In 1900 he entered the language department of the University of Budapest and simultaneously studied composition with Hans von Koessler at the Royal Hungarian Academy of Music. After completing his course he spent a year in Paris studying with Charles-Marie Widor.
From 1905 Kodály devoted himself to collecting Hungarian folk music, traveling through villages in various Hungarian provinces. Beginning in 1906 he published numerous folk-song collections together with Béla Bartók, an activity that became central to his creative and scholarly profile.
From 1912 he served as a professor at the music academy in Budapest. His students later included prominent musicians such as Gábor Darvas, Antal Doráti, Zoltán Gárdonyi, Gyula Dávid, and Rezső Sugár. During this period he worked intensively on music theory and on writings about music education, and together with his student Jenő Ádám he developed the Kodály Method, which proved especially effective in teaching amateur musicians and choral groups.

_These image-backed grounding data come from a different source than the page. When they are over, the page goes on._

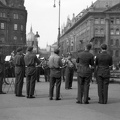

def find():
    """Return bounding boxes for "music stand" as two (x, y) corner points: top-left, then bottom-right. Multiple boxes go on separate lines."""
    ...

(3, 56), (15, 93)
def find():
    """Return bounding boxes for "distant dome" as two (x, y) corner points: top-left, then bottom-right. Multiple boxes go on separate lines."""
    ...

(26, 26), (35, 42)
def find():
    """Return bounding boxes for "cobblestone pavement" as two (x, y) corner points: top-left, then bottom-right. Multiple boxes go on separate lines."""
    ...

(0, 77), (120, 120)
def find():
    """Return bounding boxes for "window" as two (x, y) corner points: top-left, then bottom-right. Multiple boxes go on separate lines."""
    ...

During World War I Kodály, together with Bartók, worked in the music section of the press department of the Austro-Hungarian War Ministry in Budapest. In 1919 the government of the Hungarian Soviet Republic appointed him vice-president of the academy, renamed the Higher School of Musical Art; after the Horthy regime was established he was forced to interrupt his teaching activity until 1921.
In 1942 he retired with the title of honorary professor, and at the very end of World War II he became president of the Hungarian Arts Council. He was honorary president of ISME and received awards from the Hungarian People’s Republic for his achievements in musical art. In 1966 a string quartet was formed and named in his honor.
Among Kodály’s notable works are the choral-orchestral Psalmus Hungaricus (1923) and Budavári Te Deum (1936). His orchestral music includes the suite from the opera Háry János (1927), Dances of Galánta (1933), Variations on the Hungarian Folk Song “Peacock” (1937), and Concerto for Orchestra (1940). His chamber and instrumental output includes early pieces such as Lyric Romances for violin and cello (1898) and Adagio for cello, violin, and double bass (1910), as well as a Cello Sonata and Piano Sonata (Op. 4), Solo Cello Sonata (Op. 8), Sonatina for cello and piano, Duo for cello and violin (Op. 7), String Quartets Nos. 1 (Op. 2) and 2 (Op. 10), and piano cycles including 9 Pieces (Op. 3) and 7 Pieces (Op. 11).
Kodály’s name also appears in broader cultural contexts: a reference is made to a gesture-language “sequence of Zoltán Kodály” developed for teaching deaf and mute children music, mentioned in the science-fiction film Close Encounters of the Third Kind.